GCEffective Ways to Eliminate Side-Lobe Effects*
Search and Discovery Article #41273 (2014)
Posted February 17, 2014
*Adapted from the Geophysical Corner column, prepared by the author, in AAPG Explorer, February, 2014.
Editor of Geophysical Corner is Satinder Chopra ([email protected]). Managing Editor of AAPG Explorer is Vern Stefanic.
1Geomodeling Technology Corp., Calgary, Alberta ([email protected])
It is no secret that geologists do not fully trust all the events shown in pretty seismic pictures. Even deeper concerns may arise when the images are composed from algorithmic manipulation and transformation of seismic signals, such as seismic attributes – especially spectral decomposition.
In my prior article I reviewed how spectral decomposition is used in seismic interpretation, and pointed out that even though this technique has become a popular interpretation tool in the industry, it does have some issues – including a significant problem called the side-lobe effect. In spectral decomposition, when there is one event (the main lobe) that corresponds to a particular geological feature – like the top or bottom of a formation – there often are several relatively smaller adjacent events, called side-lobes. These are closely related to the main lobe, but have nothing to do with sub-surface geology. For example, many of the strong events shown in warm colors in Figure 1 are self-related and do not correspond to actual geology. The risk of interpreting spectral decomposition results with strong side-lobe effects without good well control is obvious and sometimes very large.

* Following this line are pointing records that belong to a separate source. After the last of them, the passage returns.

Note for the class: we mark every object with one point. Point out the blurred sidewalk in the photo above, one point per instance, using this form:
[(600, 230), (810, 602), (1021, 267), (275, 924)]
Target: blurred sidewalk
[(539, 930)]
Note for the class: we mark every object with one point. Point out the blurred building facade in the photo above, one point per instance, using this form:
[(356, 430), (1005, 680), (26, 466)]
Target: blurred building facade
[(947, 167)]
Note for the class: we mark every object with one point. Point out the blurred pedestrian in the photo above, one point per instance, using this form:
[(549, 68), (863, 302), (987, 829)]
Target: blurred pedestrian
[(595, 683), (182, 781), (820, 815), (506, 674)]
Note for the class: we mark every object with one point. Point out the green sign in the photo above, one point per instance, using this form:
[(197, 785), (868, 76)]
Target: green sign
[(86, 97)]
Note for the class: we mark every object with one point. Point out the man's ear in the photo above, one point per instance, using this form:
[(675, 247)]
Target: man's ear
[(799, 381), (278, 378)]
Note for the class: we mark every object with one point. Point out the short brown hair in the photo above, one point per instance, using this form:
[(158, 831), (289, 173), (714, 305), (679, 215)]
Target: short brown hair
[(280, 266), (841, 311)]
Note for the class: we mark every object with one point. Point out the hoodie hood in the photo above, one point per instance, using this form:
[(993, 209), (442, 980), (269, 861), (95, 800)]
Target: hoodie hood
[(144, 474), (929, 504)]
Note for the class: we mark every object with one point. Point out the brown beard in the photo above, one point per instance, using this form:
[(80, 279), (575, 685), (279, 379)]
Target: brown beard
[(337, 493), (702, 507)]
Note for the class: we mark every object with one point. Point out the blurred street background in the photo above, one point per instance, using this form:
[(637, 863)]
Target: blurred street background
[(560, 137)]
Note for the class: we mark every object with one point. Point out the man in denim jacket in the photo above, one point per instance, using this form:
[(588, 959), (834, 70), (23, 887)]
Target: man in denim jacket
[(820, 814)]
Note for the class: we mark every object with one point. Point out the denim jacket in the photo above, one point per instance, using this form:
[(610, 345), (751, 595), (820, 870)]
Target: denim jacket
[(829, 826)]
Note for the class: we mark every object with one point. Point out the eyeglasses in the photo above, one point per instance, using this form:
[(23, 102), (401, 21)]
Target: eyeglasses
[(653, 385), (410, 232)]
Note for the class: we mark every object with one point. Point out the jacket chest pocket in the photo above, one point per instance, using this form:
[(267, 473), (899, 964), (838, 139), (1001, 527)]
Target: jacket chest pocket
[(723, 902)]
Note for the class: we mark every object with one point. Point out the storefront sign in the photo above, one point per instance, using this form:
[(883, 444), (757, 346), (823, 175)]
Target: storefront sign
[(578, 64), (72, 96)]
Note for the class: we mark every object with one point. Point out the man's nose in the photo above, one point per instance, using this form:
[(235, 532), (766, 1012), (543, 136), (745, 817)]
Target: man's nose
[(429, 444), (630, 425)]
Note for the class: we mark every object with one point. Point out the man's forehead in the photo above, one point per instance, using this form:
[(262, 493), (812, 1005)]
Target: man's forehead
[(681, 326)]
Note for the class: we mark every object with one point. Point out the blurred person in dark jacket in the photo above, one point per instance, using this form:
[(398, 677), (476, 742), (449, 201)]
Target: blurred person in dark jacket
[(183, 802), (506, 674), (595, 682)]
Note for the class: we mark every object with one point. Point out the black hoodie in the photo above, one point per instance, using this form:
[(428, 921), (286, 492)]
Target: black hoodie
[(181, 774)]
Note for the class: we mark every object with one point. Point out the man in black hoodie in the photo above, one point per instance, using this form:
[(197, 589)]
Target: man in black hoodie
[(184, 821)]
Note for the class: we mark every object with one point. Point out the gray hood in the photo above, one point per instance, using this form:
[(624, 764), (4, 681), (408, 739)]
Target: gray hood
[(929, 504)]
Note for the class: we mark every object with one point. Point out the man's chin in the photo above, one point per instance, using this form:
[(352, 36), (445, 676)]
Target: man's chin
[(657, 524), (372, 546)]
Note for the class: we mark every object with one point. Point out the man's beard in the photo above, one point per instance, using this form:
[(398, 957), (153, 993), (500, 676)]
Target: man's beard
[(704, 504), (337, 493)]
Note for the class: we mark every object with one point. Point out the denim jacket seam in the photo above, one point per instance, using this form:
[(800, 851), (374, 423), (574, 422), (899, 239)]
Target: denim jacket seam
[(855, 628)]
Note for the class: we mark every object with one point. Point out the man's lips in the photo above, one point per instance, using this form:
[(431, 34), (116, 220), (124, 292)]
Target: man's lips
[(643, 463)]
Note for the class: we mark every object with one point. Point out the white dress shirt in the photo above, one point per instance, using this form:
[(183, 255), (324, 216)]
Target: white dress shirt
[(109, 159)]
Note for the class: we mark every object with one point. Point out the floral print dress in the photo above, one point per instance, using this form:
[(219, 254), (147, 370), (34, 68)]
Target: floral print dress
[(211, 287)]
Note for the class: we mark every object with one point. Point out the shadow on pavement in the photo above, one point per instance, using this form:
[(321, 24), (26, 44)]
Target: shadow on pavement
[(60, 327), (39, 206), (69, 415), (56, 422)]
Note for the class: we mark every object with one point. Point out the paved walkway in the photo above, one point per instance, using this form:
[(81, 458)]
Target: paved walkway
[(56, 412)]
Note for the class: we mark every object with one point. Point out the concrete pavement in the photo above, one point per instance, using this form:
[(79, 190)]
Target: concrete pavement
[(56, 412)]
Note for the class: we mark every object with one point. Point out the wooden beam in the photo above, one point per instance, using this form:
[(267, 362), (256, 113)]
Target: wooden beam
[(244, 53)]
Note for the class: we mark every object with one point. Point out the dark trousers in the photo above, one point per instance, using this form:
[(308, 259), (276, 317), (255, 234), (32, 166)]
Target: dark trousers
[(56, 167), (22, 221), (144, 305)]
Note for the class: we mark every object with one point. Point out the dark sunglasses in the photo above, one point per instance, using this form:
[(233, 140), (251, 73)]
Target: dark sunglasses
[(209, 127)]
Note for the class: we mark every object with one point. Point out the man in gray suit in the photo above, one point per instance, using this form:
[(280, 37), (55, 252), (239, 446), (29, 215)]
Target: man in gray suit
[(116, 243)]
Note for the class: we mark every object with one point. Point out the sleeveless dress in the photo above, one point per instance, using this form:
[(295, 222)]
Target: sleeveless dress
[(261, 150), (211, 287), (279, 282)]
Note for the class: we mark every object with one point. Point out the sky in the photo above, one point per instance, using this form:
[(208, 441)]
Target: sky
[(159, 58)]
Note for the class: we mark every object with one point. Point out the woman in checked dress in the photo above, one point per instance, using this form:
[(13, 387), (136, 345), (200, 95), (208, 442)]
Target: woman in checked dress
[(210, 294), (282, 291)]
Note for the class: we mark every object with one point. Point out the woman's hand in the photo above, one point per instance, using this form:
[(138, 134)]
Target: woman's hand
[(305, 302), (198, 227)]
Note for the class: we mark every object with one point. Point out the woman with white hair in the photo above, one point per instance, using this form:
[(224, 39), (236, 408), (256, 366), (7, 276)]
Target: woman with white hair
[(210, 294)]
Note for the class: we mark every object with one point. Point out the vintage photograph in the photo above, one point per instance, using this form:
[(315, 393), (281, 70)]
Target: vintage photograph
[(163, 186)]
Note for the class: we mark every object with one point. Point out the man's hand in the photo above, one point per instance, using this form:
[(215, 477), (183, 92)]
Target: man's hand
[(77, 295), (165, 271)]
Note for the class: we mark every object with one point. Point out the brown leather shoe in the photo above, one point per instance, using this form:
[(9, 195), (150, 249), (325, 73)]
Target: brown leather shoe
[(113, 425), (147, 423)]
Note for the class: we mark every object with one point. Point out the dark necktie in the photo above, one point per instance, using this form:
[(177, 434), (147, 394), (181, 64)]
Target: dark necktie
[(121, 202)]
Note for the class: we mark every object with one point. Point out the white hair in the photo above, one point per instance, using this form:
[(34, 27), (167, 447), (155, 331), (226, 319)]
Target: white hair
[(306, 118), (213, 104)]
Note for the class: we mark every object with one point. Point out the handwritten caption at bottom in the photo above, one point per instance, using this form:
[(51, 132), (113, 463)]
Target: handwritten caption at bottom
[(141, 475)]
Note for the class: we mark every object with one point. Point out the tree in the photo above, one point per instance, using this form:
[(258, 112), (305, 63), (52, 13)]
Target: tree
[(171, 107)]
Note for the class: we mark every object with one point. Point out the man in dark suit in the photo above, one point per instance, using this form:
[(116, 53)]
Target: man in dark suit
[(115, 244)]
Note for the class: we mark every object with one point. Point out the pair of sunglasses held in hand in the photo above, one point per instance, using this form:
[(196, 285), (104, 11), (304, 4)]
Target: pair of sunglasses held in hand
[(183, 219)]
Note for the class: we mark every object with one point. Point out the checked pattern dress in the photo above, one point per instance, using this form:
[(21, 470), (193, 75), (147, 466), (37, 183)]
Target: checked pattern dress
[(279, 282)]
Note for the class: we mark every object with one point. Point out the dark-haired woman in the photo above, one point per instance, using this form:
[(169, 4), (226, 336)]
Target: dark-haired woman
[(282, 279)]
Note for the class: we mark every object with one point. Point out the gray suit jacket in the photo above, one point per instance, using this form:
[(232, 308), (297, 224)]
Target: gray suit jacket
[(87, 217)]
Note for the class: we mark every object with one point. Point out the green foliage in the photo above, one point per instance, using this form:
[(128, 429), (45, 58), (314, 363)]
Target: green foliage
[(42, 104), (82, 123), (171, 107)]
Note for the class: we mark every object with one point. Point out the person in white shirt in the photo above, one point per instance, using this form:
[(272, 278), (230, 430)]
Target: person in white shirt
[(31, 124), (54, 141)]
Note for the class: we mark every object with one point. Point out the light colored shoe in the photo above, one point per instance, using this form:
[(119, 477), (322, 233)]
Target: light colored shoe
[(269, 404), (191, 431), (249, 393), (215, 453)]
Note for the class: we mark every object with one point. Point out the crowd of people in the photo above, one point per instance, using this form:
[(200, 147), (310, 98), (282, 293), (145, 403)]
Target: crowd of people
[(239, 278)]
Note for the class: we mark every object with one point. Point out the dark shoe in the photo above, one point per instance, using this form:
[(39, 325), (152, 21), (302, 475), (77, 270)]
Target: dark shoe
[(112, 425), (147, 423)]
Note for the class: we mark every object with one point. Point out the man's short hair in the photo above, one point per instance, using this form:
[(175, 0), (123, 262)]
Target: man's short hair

The side-lobe effect in spectral decomposition results from the use of a mathematical function with closed form expressions – such as a mathematical wavelet, a sine/cosine and a Gaussian function, for example – as the basic elements in the algorithm used to compute results. These basic elements are squeezed and stretched analytically and then convolved with the seismic trace to calculate spectral decomposition at different frequencies. Unfortunately, these mathematical expression-based elements rarely resemble the actual seismic data. The Morlet wavelet – the basic element used in continuous wavelet transform (CWT) spectral decomposition – probably is the closest among many other functions to resemble a real seismic wavelet, but is still far from matching real data.
Here, we have proposed a new spectral decomposition method that is similar to CWT; however, instead of using a wavelet derived from a mathematical expression, an actual wavelet extracted from the seismic data is used (an example is shown on the top right of Figure 1). Since the real wavelet does not have a simple mathematical expression, we may not be able to transform back from the spectral decomposition. This, however, is regarded as a limited deficiency, since inversion to the original data may not be required in many or most cases.
The direct benefit, comparing to CWT and other methods, is that there are fewer side-lobe effects and therefore less ambiguity. The proposed method uses an algorithm similar to CWT, wherein the seismic data is convolved with groups of dilated, squeezed and stretched seismic wavelets. If the closed form expression of a wavelet is known, squeezing and stretching can be easily done – but doing this with a discrete seismic wavelet is challenging and special care is required.
Figure 2 shows the spectral decomposition results calculated by CWT and the new method at the same frequency (72 Hz) on a cross line in Blackfoot (Canada) P-wave seismic data. From shallow to deep, there are roughly three groups of events (corresponding to warm colours) where the reservoir is located in the middle group.
Comparing the results in Figure 2, it is clear that the new method displays a clear advantage over the CWT method. Fewer side-lobe effects are observed, especially in the first and the third event groups, where some individual events hardly can be distinguished in the results from CWT. In the map view, the results (right) from the new method show the north-south incised valley more clearly. There are the upper channel and the lower channel located in the valley, and they are partially sand-filled and partially shale-filled. Due to this, the sand and shale deposits within the channels in this data set cannot be fully distinguished solely by spectral decomposition results. Some wells penetrate the channels; some do not and are the regional wells as reference. The CWT method shows high amplitudes within the channel, which could be misleading.
Spectral decomposition is a powerful interpretation tool, and each method has its advantages and disadvantages. The new method introduced here tries to reduce the side-lobe effects that come with the other methods.
The severity of these effects varies across geologic regimes, data sets and frequencies. This new method provides a very attractive option when spectral decomposition side-lobe effects appear to be masking key geologic features.
I would like to thank John Sherman for his help in this article. I also would like to thank Geomodeling Technology Corp. for its support.